The internet has only about 15-20 billion nodes, only few highly connected, the Internet is more of a tree than a complete mesh.
So in some way, you could say we are nowhere close to obtaining the computing power of the brain, if we, of course, disregard the fact that the nodes, computers, are very powerful on their own. But this is where the comparison breaks. The human brain is powerful due to the complexity of its network, not the sheer amount of "working units" (cores/transistors).
Comment on the project: it is exciting, but it must not be understated that it is still a very gross approximation, since the neuron models used are simple. It might be the case that interesting behavior will arise using this simple model, but it also might be the case that the secret sauce is in the fine behavior of each neuron. The hope is that interesting phenomena can be observed with this simpler model, perhaps a bit like classical physics can often be used without requiring the full model of quantum mechanics.
It's also very important to remember how incredibly slow the human brain is. Were talking 100s of ms slow to go from sensory input to motor output. A single neuron might take between 1 and 10 ms to fire, and a single dendrite might take 1/10th that time, so at best your doing computation at 10khz. CPU has 5 orders of magnitude over biology.
The problem is we have only a vague idea of how the network is connected and don't really know the algorithm thats being implemented by that network. So we fall back on things like simulating ion channels which take way more compute resources than necessary.
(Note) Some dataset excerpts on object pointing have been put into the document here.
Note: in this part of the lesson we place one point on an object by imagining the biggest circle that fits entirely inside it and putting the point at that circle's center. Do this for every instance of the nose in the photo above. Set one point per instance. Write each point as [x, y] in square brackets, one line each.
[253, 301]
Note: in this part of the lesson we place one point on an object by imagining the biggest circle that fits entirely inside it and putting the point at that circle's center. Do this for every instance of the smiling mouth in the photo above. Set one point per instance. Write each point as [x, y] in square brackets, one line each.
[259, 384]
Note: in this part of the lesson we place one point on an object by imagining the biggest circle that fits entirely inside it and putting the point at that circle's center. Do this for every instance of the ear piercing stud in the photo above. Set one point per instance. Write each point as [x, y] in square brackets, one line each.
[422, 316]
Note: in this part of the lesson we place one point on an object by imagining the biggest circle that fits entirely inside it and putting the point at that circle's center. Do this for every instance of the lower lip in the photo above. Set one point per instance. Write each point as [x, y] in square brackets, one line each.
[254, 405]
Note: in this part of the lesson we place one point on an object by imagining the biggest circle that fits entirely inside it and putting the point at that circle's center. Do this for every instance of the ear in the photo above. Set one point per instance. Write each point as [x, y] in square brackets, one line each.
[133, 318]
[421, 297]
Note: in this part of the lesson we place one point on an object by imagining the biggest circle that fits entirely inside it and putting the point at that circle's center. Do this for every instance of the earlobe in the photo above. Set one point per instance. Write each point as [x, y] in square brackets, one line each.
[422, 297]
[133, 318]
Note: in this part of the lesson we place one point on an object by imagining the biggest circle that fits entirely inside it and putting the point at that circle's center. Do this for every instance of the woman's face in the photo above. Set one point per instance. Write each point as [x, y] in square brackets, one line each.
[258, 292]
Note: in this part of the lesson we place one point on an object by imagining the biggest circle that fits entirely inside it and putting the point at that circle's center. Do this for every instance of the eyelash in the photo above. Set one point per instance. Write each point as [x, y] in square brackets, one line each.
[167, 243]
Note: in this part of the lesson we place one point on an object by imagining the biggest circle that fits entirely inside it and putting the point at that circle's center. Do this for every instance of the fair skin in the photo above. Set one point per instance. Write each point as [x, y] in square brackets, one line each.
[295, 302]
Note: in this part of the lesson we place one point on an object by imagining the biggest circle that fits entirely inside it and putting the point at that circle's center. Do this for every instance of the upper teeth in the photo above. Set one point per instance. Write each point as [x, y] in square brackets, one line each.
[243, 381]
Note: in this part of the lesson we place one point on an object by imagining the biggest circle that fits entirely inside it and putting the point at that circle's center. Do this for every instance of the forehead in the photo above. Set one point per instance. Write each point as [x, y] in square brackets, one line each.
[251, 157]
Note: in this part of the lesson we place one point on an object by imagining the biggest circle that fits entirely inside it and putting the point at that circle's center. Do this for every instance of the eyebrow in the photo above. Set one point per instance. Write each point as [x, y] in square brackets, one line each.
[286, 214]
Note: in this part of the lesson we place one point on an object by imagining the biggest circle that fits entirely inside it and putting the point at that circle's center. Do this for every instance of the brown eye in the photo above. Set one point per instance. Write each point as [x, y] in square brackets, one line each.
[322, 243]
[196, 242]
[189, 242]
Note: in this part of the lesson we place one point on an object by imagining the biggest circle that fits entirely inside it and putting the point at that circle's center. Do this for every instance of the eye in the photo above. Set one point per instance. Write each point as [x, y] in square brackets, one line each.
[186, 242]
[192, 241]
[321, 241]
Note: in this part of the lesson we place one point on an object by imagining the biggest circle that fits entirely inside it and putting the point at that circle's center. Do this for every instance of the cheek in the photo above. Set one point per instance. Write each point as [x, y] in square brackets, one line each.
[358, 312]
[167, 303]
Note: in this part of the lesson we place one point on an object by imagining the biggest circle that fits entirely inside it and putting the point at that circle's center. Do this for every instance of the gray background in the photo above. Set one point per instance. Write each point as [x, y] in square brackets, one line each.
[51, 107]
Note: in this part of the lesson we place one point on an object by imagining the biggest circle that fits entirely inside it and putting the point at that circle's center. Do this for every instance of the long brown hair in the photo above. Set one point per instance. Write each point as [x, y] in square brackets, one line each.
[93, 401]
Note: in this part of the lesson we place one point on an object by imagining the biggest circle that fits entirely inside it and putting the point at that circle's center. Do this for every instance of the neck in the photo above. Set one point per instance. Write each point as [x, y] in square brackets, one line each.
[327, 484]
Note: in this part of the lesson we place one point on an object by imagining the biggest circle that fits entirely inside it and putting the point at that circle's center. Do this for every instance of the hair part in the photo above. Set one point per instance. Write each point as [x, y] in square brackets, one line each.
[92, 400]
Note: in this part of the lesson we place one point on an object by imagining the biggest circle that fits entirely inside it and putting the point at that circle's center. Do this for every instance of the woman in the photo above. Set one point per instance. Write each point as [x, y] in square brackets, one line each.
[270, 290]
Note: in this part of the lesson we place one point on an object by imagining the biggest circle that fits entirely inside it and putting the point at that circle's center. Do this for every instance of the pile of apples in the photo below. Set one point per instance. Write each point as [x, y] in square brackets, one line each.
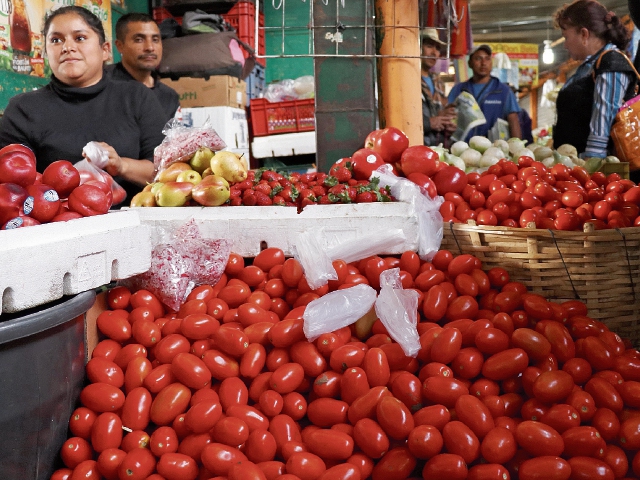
[28, 197]
[204, 179]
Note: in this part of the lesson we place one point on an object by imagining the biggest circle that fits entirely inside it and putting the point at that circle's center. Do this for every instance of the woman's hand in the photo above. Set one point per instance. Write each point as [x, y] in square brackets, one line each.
[115, 166]
[137, 171]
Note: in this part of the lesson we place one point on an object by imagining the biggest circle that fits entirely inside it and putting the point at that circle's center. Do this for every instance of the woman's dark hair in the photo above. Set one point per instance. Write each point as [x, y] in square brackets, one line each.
[90, 19]
[596, 18]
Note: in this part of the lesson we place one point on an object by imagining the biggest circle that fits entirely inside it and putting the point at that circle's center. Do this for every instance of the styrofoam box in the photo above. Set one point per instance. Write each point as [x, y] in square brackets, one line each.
[228, 122]
[255, 228]
[42, 263]
[284, 145]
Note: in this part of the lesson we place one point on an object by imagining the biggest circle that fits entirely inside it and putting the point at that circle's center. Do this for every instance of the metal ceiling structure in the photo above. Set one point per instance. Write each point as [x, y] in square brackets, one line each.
[525, 21]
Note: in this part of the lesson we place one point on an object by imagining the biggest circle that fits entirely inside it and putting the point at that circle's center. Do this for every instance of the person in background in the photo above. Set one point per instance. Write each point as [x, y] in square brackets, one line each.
[139, 43]
[589, 100]
[80, 104]
[496, 100]
[437, 121]
[634, 14]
There is a lot of cargo culting going on right now, but of course it's also insanely exciting and fun to find out what does and doesn't work.
This, he says, requires about 10 racks. So a human brain would require 1000 racks, or about half a typical Amazon data center, of which Amazon has more than a hundred.
We'll have to see if he can do anything useful with all those CPUs.
That statement also requires an assumption that there's a logical one-to-one mapping between an organic nueron and an ANN neuron. In reality, ANN's are modeled using very loose approximations of organic neurons. For all we know, within each organic neuron, there are billions of parallel 'threads' of 'computation' or there are links between neurons that a traditional model doesn't capture. Or any number of things. We're simply too far from understanding what actually happens in brains to even start talking about computational equivalency.
edit: thanks for the replies, did some research found this TED talk that visualizes the problem pretty well https://www.youtube.com/watch?v=HA7GwKXfJB0
- inferences of neuron interactions from electronic wiring individual neurons in mice brains;
- fMRI and tFMI (a mathematical extension that associates area that are activated one after the other) on live humans;
- scanning ultra-thin slices (volunteer human brain donor) and using that for an neuron-to-synapse complete map of at least one brain. Both the slicing technology and the AI to re-combine images into not just a 3D model, but a complete connectron are pretty mind-blowing achievements.
If you combine that to the possible impact in AI and medical learnings on how things like degenerescence, you can imagine why it ends up feeling far more ambitious than the Manhattan project.